I approached the problem by
- drawing the memory cells and drawing arrows from the destination to the source.
- made a table showing the above drawing.
- labeling each row in the table with the relative byte address.
This showed me the pattern:
- let iL be the low nybble (half byte) of a[i]
- let iH be the high nybble of a[i]
- iH = (i+1)L
- iL = (i+2)H
This pattern holds for all bytes.
Translating into C, this means:
a[i] = (iH << 4) OR iL
a[i] = ((a[i+1] & 0x0f) << 4) | ((a[i+2] & 0xf0) >> 4)
We now make three more observations:
- since we carry out the assignments left to right, we don't need to store any values in temporary variables.
- we will have a special case for the tail: all 12 bits at the end will be zero.
- we must avoid reading undefined memory past the array. since we never read more than a[i+2], this only affects the last two bytes
So, we
- handle the general case by looping for N-2 bytes and performing the general calculation above
- handle the next to last byte by it by setting iH = (i+1)L
- handle the last byte by setting it to 0
given a with length N, we get:
for (i = 0; i < N - 2; ++i) {
a[i] = ((a[i+1] & 0x0f) << 4) | ((a[i+2] & 0xf0) >> 4);
}
a[N-2] = (a[N-1) & 0x0f) << 4;
a[N-1] = 0;
And there you have it... the array is shifted left by 12 bits.

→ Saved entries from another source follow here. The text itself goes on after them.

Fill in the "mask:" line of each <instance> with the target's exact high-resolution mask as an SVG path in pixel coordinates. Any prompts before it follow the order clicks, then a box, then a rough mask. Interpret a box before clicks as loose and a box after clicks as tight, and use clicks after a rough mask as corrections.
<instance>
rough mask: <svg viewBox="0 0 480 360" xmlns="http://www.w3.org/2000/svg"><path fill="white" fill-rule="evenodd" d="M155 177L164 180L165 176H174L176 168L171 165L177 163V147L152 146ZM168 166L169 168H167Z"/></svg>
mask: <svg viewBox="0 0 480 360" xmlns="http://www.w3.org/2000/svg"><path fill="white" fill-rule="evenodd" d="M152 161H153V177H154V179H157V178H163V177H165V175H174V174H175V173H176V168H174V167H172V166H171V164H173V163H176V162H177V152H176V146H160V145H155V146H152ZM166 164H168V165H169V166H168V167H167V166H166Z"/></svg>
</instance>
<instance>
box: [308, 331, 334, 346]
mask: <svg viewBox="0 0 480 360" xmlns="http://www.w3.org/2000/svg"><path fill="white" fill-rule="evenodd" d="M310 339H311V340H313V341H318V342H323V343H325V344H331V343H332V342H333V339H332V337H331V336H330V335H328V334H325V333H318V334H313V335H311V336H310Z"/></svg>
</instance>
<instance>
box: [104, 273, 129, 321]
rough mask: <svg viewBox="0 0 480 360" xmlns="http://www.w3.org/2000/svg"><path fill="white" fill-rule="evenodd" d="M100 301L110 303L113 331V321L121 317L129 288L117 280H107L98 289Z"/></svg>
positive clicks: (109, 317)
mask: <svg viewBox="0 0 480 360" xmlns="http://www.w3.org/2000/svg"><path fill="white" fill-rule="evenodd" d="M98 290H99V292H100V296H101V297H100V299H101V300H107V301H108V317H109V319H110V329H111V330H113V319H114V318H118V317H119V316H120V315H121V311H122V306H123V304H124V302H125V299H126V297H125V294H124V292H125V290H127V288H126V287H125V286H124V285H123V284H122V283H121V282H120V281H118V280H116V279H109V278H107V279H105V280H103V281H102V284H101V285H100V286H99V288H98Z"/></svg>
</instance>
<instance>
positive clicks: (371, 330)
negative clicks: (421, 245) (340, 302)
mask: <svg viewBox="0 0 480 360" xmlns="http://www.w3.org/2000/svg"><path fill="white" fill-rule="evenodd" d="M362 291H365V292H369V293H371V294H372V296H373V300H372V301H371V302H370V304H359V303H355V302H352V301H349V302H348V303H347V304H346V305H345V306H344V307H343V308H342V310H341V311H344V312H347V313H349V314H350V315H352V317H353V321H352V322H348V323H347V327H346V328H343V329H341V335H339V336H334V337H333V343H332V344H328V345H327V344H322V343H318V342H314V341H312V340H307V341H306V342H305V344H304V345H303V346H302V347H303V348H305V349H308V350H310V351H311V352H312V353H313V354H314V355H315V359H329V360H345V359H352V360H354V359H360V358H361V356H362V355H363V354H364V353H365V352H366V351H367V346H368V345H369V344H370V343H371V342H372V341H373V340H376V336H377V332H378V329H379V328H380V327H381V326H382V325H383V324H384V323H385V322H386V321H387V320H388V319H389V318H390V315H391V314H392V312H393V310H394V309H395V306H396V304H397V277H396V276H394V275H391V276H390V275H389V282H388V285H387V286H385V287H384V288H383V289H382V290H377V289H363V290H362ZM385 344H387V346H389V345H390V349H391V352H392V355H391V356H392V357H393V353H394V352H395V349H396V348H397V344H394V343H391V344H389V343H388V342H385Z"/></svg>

It could easily be generalized to shifting N bits, noting that there will be M assignment statements where M = number of bits modulo 8, I believe.

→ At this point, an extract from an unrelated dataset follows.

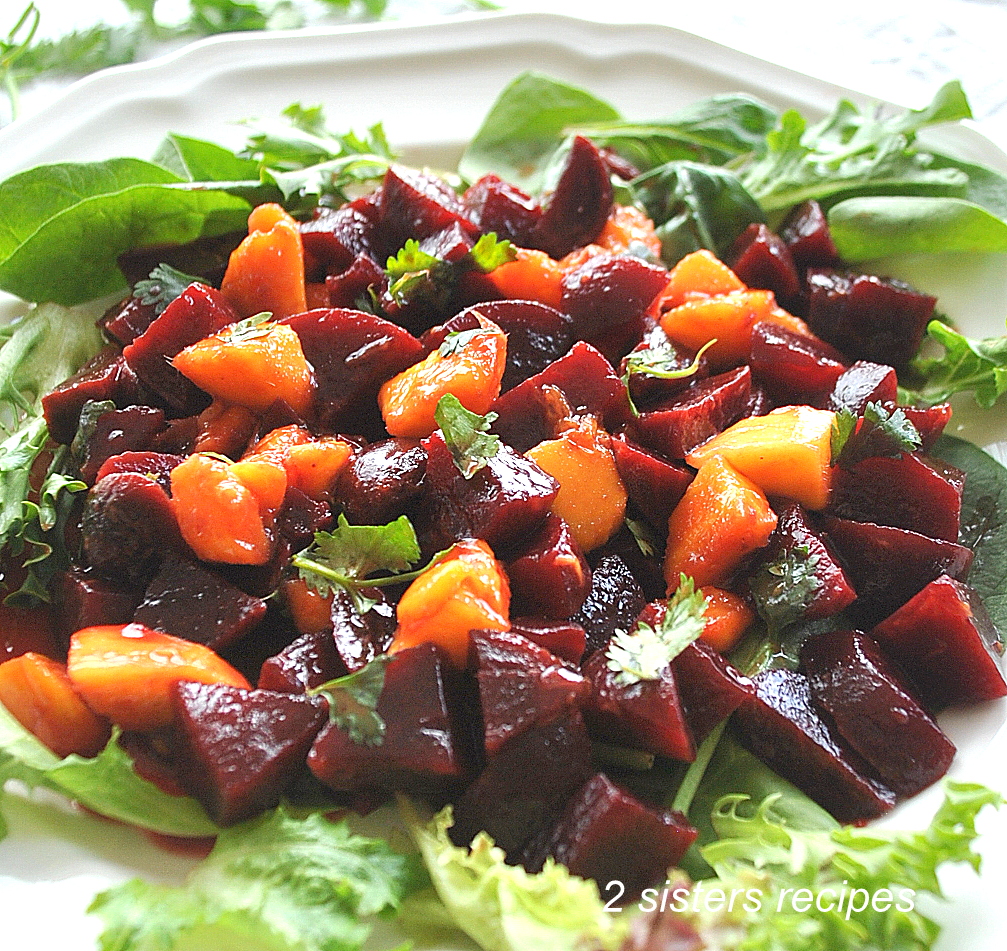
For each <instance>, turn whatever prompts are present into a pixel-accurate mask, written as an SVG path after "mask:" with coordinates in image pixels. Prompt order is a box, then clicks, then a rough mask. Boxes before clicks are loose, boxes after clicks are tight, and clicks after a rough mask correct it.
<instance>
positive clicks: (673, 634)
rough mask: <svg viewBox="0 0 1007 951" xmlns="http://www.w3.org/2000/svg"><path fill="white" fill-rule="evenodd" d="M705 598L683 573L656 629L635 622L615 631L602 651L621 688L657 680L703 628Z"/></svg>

The loop could be made more efficient on some machines by translating to pointers
for (p = a, p2=a+N-2; p != p2; ++p) {
*p = ((*(p+1) & 0x0f) << 4) | (((*(p+2) & 0xf0) >> 4);
}
and by using the largest integer data type supported by the CPU.
(I've just typed this in, so now would be a good time for somebody to review the code, especially since bit twiddling is notoriously easy to get wrong.)